🤖 AI Summary
This work addresses the limitations of existing large language model (LLM) agents, which often rely on rigid workflows that struggle with open-ended problems, while unconstrained self-evolution risks hallucination and instruction drift. To enable controlled self-evolution, the authors propose EvoFSM, a framework that evolves explicit finite state machines (FSMs). EvoFSM decouples optimization into macro-level state transition logic and micro-level state behaviors, guiding evolution through a critic mechanism within constrained boundaries. Innovatively leveraging structured FSMs as the evolutionary substrate, it integrates a self-evolution memory system that distills successful trajectories into reusable priors and encodes failure patterns as constraints, thereby balancing adaptability and stability.
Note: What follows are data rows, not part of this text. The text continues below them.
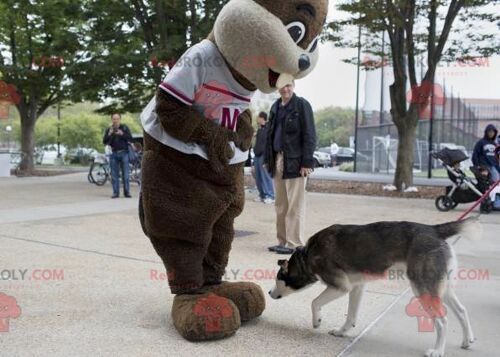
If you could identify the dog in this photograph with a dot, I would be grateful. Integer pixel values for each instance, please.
(345, 257)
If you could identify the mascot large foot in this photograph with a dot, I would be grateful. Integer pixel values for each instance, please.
(248, 297)
(203, 317)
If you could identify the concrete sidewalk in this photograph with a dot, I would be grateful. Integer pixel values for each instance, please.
(89, 282)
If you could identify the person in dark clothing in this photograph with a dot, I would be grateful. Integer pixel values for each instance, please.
(289, 159)
(118, 137)
(484, 152)
(262, 178)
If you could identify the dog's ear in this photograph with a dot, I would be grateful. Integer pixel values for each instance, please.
(283, 263)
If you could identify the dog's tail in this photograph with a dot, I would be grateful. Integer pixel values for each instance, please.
(470, 228)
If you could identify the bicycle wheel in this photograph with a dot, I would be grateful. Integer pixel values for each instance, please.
(99, 174)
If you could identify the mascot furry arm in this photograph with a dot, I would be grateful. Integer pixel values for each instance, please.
(197, 131)
(188, 125)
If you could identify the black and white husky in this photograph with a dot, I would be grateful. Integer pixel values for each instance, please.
(345, 257)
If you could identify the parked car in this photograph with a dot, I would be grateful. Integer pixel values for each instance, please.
(47, 155)
(322, 159)
(347, 155)
(81, 156)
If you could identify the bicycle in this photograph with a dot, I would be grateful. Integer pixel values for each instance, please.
(100, 170)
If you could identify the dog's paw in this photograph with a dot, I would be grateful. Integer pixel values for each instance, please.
(433, 353)
(338, 333)
(317, 322)
(467, 343)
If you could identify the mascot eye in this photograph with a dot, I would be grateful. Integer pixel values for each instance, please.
(313, 45)
(297, 31)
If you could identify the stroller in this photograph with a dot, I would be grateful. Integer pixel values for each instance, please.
(463, 189)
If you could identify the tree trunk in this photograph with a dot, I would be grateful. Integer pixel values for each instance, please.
(27, 165)
(406, 143)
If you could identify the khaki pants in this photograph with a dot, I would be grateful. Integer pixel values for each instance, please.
(290, 207)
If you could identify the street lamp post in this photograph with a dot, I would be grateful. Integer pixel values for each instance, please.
(356, 120)
(8, 129)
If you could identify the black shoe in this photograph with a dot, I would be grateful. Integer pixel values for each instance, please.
(274, 247)
(284, 250)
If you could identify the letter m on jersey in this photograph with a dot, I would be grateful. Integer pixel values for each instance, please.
(230, 118)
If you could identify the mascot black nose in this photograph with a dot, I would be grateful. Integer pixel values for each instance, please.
(304, 62)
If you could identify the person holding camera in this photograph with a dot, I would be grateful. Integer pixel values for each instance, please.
(118, 137)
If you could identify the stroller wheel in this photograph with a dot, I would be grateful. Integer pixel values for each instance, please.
(445, 203)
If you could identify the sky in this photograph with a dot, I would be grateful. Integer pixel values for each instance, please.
(333, 82)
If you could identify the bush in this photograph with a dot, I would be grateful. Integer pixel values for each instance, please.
(82, 130)
(347, 167)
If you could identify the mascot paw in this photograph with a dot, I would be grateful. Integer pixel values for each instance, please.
(244, 130)
(248, 297)
(203, 317)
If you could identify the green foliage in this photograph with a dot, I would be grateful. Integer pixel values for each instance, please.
(132, 44)
(334, 124)
(77, 130)
(40, 44)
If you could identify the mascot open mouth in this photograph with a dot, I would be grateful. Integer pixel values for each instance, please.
(279, 80)
(273, 78)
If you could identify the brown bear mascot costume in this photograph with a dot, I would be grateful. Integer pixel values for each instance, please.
(197, 132)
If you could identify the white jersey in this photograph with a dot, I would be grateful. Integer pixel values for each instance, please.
(201, 79)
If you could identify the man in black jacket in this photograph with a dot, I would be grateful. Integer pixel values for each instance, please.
(289, 159)
(118, 136)
(262, 179)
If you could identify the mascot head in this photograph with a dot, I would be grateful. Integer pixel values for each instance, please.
(270, 42)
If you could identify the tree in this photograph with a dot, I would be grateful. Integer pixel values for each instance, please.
(39, 43)
(133, 43)
(415, 28)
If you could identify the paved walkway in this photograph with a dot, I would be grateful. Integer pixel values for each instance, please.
(89, 283)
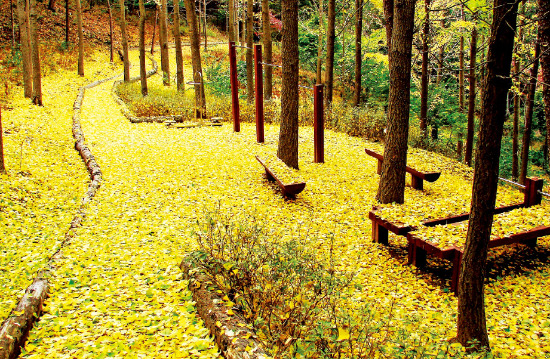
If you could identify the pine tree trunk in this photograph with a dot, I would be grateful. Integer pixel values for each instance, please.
(288, 134)
(544, 31)
(268, 51)
(331, 36)
(35, 54)
(425, 77)
(124, 41)
(392, 178)
(179, 54)
(23, 20)
(2, 164)
(319, 72)
(67, 20)
(358, 57)
(164, 54)
(249, 54)
(471, 302)
(231, 27)
(529, 116)
(110, 29)
(155, 21)
(80, 38)
(200, 100)
(471, 100)
(142, 68)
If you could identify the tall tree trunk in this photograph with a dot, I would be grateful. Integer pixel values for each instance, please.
(544, 31)
(268, 51)
(200, 99)
(425, 77)
(331, 37)
(471, 301)
(319, 73)
(288, 134)
(471, 99)
(124, 41)
(2, 165)
(67, 20)
(142, 68)
(110, 29)
(163, 31)
(529, 115)
(392, 179)
(179, 53)
(249, 55)
(388, 18)
(155, 21)
(358, 57)
(23, 20)
(232, 20)
(80, 38)
(35, 54)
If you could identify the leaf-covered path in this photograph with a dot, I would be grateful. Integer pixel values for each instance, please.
(118, 292)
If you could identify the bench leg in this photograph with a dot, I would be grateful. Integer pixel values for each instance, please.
(419, 258)
(457, 263)
(379, 234)
(417, 183)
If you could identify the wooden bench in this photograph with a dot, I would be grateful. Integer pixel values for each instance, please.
(288, 190)
(417, 177)
(418, 249)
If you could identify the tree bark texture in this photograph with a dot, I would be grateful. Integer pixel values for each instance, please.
(164, 54)
(249, 53)
(358, 57)
(331, 37)
(35, 55)
(471, 301)
(544, 31)
(388, 17)
(155, 21)
(392, 178)
(529, 116)
(288, 134)
(110, 29)
(124, 41)
(321, 30)
(23, 20)
(2, 164)
(179, 53)
(200, 100)
(471, 100)
(268, 50)
(142, 68)
(80, 38)
(425, 76)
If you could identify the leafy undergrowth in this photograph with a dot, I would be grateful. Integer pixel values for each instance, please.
(45, 183)
(504, 225)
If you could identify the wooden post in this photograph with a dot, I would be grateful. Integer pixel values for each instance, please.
(318, 125)
(532, 197)
(234, 87)
(259, 89)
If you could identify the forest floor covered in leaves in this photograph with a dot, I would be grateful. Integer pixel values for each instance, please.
(117, 290)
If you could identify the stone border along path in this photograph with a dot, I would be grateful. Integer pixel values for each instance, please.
(15, 329)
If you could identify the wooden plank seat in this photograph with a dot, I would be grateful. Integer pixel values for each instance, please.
(288, 190)
(418, 249)
(417, 177)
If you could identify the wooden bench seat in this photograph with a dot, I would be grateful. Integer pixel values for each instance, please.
(418, 249)
(288, 190)
(417, 177)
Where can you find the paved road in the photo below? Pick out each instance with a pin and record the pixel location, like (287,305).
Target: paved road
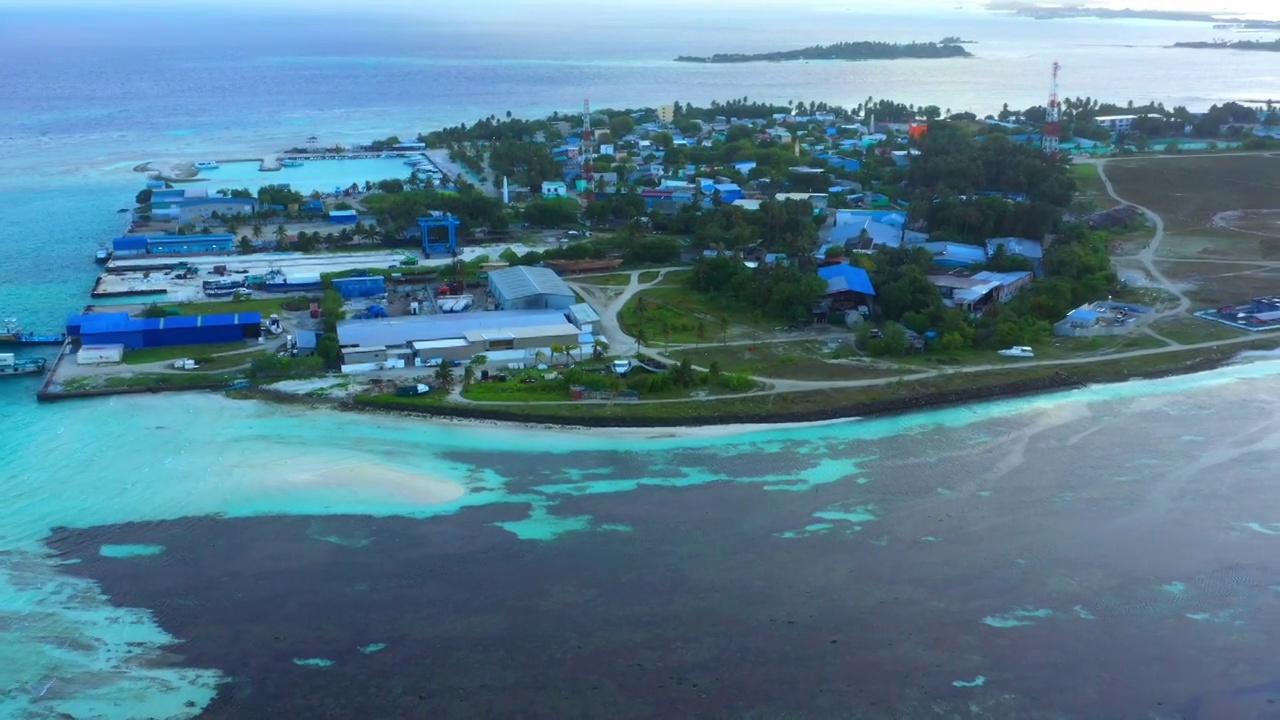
(608,300)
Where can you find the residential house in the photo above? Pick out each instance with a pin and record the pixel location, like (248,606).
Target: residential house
(955,254)
(1020,247)
(728,191)
(976,292)
(848,287)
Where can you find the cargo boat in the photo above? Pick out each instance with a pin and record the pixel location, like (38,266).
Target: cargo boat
(12,333)
(9,365)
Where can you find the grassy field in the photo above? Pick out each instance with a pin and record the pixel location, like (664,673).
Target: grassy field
(673,313)
(199,352)
(804,360)
(615,279)
(169,379)
(1192,331)
(1188,192)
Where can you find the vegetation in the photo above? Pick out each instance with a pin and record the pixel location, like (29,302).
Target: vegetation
(841,51)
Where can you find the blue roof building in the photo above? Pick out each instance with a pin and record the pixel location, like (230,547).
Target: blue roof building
(343,217)
(846,278)
(119,328)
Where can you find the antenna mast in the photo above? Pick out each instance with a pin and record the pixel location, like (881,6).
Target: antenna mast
(1052,117)
(588,169)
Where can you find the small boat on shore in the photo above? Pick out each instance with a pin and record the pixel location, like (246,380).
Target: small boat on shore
(10,365)
(12,333)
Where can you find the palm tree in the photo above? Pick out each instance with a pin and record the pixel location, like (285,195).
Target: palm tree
(444,376)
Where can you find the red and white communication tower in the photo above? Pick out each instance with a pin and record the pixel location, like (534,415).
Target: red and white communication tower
(1052,117)
(586,150)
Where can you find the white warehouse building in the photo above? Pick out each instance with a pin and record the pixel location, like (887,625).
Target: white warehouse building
(529,288)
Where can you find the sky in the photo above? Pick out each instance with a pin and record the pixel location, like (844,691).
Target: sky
(1239,7)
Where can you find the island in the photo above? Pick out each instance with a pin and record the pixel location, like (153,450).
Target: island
(1261,45)
(1064,12)
(841,51)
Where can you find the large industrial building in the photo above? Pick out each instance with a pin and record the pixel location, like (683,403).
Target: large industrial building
(502,336)
(132,333)
(137,245)
(529,288)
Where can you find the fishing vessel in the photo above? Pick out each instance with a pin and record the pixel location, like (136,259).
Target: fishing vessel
(10,365)
(12,333)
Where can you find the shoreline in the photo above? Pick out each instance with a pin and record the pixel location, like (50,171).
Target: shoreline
(1059,381)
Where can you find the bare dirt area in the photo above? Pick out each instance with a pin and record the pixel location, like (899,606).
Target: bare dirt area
(1221,218)
(1211,285)
(1189,192)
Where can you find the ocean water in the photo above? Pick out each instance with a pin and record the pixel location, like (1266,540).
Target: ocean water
(1104,552)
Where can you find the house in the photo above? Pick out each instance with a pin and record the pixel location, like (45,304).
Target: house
(955,254)
(1115,123)
(554,188)
(728,191)
(848,287)
(1020,247)
(976,292)
(817,199)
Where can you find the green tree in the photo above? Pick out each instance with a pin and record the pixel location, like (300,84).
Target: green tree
(621,126)
(443,377)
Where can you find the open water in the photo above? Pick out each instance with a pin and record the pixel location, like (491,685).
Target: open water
(1106,552)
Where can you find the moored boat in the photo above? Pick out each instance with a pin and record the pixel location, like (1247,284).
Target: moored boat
(10,365)
(12,333)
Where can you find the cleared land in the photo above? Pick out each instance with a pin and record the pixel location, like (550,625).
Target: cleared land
(1216,254)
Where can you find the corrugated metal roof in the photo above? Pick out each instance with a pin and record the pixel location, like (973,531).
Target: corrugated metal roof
(512,283)
(410,328)
(846,278)
(584,313)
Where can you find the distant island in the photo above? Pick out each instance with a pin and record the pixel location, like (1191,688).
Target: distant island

Evaluated on five multi-hop question-answering benchmarks, EvoFSM achieves a DeepSearch accuracy of 58.0% and demonstrates strong generalization in interactive decision-making tasks.
📝 Abstract
While LLM-based agents have shown promise for deep research, most existing approaches rely on fixed workflows that struggle to adapt to real-world, open-ended queries. Recent work therefore explores self-evolution by allowing agents to rewrite their own code or prompts to improve problem-solving ability, but unconstrained optimization often triggers instability, hallucinations, and instruction drift. We propose EvoFSM, a structured self-evolving framework that achieves both adaptability and control by evolving an explicit Finite State Machine (FSM) instead of relying on free-form rewriting. EvoFSM decouples the optimization space into macroscopic Flow (state-transition logic) and microscopic Skill (state-specific behaviors), enabling targeted improvements under clear behavioral boundaries. Guided by a critic mechanism, EvoFSM refines the FSM through a small set of constrained operations, and further incorporates a self-evolving memory that distills successful trajectories as reusable priors and failure patterns as constraints for future queries. Extensive evaluations on five multi-hop QA benchmarks demonstrate the effectiveness of EvoFSM. In particular, EvoFSM reaches 58.0% accuracy on the DeepSearch benchmark. Additional results on interactive decision-making tasks further validate its generalization.